Why do we need Solid when we already have laws for data protection?

Data protection laws in a nutshell tend to promote transparency around data use and insist on informed explicit consent from the user. Solid provides a tools to make this possible.

Isn’t having free Web services a good exchange for giving access to my data?

That’s up to you, Solid just gives you the choice.

Is it wise to trust people to make ethical decisions on such a complicated issue?

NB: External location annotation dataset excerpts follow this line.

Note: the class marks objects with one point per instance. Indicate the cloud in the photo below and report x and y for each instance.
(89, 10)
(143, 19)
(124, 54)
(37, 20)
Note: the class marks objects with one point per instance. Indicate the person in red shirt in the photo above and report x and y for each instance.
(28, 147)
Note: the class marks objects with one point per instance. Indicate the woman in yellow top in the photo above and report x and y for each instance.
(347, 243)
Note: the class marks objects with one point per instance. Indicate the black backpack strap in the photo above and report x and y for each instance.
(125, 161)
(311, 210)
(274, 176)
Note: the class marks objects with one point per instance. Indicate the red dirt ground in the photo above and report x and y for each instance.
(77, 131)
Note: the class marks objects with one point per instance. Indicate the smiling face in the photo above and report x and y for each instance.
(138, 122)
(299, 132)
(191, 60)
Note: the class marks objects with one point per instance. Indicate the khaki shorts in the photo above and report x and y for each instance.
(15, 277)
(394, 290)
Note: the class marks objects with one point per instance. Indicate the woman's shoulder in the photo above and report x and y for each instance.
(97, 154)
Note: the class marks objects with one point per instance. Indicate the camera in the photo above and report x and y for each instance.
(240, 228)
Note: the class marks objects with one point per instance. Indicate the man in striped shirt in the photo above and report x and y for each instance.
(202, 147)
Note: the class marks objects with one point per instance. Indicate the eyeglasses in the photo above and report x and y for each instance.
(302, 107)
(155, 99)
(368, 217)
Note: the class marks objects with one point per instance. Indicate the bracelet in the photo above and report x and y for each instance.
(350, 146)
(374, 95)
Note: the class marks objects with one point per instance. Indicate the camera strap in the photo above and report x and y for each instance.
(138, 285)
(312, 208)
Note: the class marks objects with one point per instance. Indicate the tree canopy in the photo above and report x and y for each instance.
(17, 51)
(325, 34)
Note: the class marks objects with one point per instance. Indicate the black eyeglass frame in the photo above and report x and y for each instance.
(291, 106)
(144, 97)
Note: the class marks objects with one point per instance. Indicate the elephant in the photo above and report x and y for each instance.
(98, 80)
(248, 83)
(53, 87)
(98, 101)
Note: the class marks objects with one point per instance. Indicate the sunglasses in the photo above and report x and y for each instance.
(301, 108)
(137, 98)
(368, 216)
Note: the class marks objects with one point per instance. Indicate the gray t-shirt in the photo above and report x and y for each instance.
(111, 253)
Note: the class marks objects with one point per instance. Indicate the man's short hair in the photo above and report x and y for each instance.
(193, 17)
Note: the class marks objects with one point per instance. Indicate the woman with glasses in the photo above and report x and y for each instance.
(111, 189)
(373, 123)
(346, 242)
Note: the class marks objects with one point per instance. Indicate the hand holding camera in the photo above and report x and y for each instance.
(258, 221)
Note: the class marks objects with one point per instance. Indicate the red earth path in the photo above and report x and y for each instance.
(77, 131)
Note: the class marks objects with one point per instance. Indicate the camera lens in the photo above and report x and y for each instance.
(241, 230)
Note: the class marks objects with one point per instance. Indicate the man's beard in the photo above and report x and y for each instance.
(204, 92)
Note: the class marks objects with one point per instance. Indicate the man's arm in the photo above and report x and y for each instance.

There is a lot of variation in what people feel to be right and wrong, and ultimately it is down to you to decide what to do with your data. Solid does try to help you make informed choices by providing relevant information and by constantly validating the accuracy of that information.

Are apps vulnerable to an “Origin” bypass?

The Solid specification warns that the “trusted apps” feature is new and experimental, as it is known that Origin has the common weakness (CWE-346) of “origin validation”.

Currently when a user gives a Solid web app access to their Pod, the app Origin is added to that user’s list of trusted apps. The app then receives a token that allows it to interact with the Pod on behalf of the user, and only the Origin included with those interactions is verified using the list of trusted apps.

Although standard browsers automatically include the Origin when they send HTTPS requests, a non-browser client is not required to send one. This means anyone with access to the aforementioned Origin-based token can use non-browser clients to bypass Origin validation for the Pod.

Solutions already are planned to revise and replace this experimental use of Origin, in order to evolve security of the trusted app feature.